La neurociencia señala que el cerebro no se apaga en reposo y que actividades con retos cognitivos y emocionales favorecen la recuperación laboral.
El ritmo laboral y la exposición al estrés pueden generar una sobrecarga mental que lleva a buscar vacaciones sin pensar. No obstante, según la neurociencia, el cerebro no se apaga en estado de reposo. La inactividad no implica ausencia de pensamiento; el cerebro divaga, lo que no resulta relajante.
Una forma de lograr un descanso efectivo es mantener activas las denominadas ‘funciones ejecutivas’, que permiten controlar el pensamiento y la conducta sin caer en el piloto automático. Estas funciones se dividen en frías y calientes. Las frías se utilizan al razonar, planificar o cambiar de estrategia en situaciones abstractas y con baja carga emocional. Las calientes intervienen cuando hay emociones como tentación, riesgo, victoria o derrota.

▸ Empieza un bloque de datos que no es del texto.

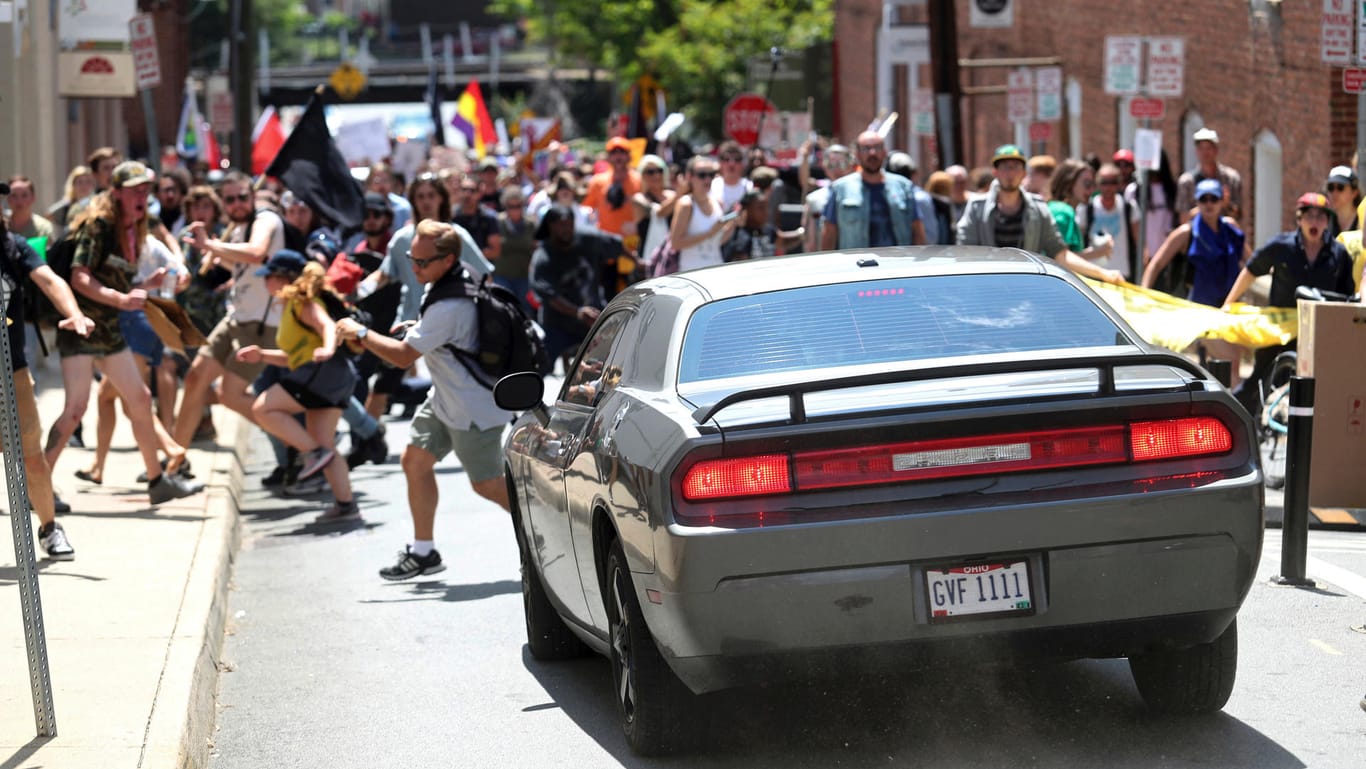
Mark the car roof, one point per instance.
(753, 276)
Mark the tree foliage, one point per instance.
(697, 49)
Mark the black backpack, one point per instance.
(508, 340)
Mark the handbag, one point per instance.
(332, 380)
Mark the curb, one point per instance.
(180, 727)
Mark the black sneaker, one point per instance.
(167, 488)
(314, 462)
(411, 564)
(56, 544)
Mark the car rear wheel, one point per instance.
(1189, 680)
(547, 634)
(653, 704)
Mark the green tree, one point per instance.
(697, 49)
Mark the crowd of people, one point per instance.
(308, 325)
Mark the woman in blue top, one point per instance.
(1215, 249)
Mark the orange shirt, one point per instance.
(612, 220)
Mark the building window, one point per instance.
(1266, 174)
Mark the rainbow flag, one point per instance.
(471, 119)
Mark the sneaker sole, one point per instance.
(436, 568)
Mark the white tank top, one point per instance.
(708, 252)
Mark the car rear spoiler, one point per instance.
(795, 392)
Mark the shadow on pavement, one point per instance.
(437, 590)
(1075, 715)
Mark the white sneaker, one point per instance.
(56, 544)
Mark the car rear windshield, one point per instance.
(889, 321)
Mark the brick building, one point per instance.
(1253, 74)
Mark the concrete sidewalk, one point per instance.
(134, 624)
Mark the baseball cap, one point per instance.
(376, 201)
(286, 261)
(130, 174)
(1205, 135)
(1343, 175)
(1008, 152)
(1314, 200)
(1209, 187)
(559, 212)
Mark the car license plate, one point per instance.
(978, 589)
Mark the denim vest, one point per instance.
(851, 209)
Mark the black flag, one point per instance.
(312, 168)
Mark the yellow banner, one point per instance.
(1172, 323)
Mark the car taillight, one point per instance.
(1171, 439)
(741, 477)
(955, 458)
(978, 455)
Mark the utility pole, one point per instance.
(948, 93)
(242, 84)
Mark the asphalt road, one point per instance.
(329, 665)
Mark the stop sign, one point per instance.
(742, 118)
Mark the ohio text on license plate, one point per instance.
(978, 589)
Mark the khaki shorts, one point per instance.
(30, 429)
(480, 451)
(230, 336)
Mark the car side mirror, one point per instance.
(519, 392)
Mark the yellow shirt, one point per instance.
(1353, 242)
(294, 336)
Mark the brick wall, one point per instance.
(1245, 73)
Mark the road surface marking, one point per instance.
(1325, 648)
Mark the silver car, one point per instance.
(835, 462)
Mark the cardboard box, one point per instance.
(1332, 348)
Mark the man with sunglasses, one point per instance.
(1208, 167)
(459, 414)
(1303, 256)
(870, 208)
(252, 238)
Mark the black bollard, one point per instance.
(1221, 369)
(1299, 437)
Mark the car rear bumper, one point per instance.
(1130, 575)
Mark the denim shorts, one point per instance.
(142, 339)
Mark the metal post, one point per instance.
(30, 604)
(1299, 436)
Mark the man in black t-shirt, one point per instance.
(19, 265)
(567, 277)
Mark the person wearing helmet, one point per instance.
(1305, 256)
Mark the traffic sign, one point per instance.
(1048, 85)
(1165, 66)
(743, 114)
(1146, 108)
(347, 81)
(1335, 37)
(1123, 58)
(146, 63)
(1019, 100)
(1354, 79)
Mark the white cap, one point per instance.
(1206, 135)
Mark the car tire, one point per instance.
(1198, 679)
(547, 634)
(650, 700)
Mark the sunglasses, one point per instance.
(424, 264)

Actividades que ejercitan las funciones ejecutivas
Los juegos de mesa ponen a prueba las funciones ejecutivas: leer un reglamento desafía la memoria de trabajo, las primeras partidas exigen flexibilidad e inhibición (funciones frías) y la competencia activa las funciones calientes. En el deporte ocurre algo similar: correr en solitario implica funciones frías, mientras que deportes con oponente, incertidumbre y adrenalina, como pádel, escalada o tenis de mesa, entrenan las funciones calientes al requerir reacción en tiempo real.
Las actividades recreativas al aire libre, con bajo estrés, son beneficiosas para la atención, la inhibición de la conducta y la flexibilidad cognitiva. Romper el sedentarismo moviliza los circuitos prefrontales. La fórmula propuesta combina bajo estrés, movimiento corporal y un reto cognitivo con componente emocional, como una partida que se quiere ganar o un deporte no dominado.
Antes de las vacaciones, se pueden realizar descansos activos: actividad física ligera entre horas de trabajo o estudio, añadiendo un pequeño reto cognitivo, por ejemplo, sentadillas contando de tres en tres hacia atrás desde 50.
Beneficios en la vuelta al trabajo
La evidencia científica indica que para la ‘recuperación laboral’ se necesitan cuatro elementos: desconexión psicológica, relajación, autonomía sobre el tiempo libre y aprendizaje de algo nuevo o superación de un reto. Esto último disminuye la sensación de agotamiento y favorece la sensación de competencia.
Los efectos de las vacaciones no son permanentes y pueden desaparecer en las primeras semanas de rutina. Mantener retos cognitivos con carga emocional prolonga los beneficios y deja las funciones ejecutivas más entrenadas para afrontar el regreso.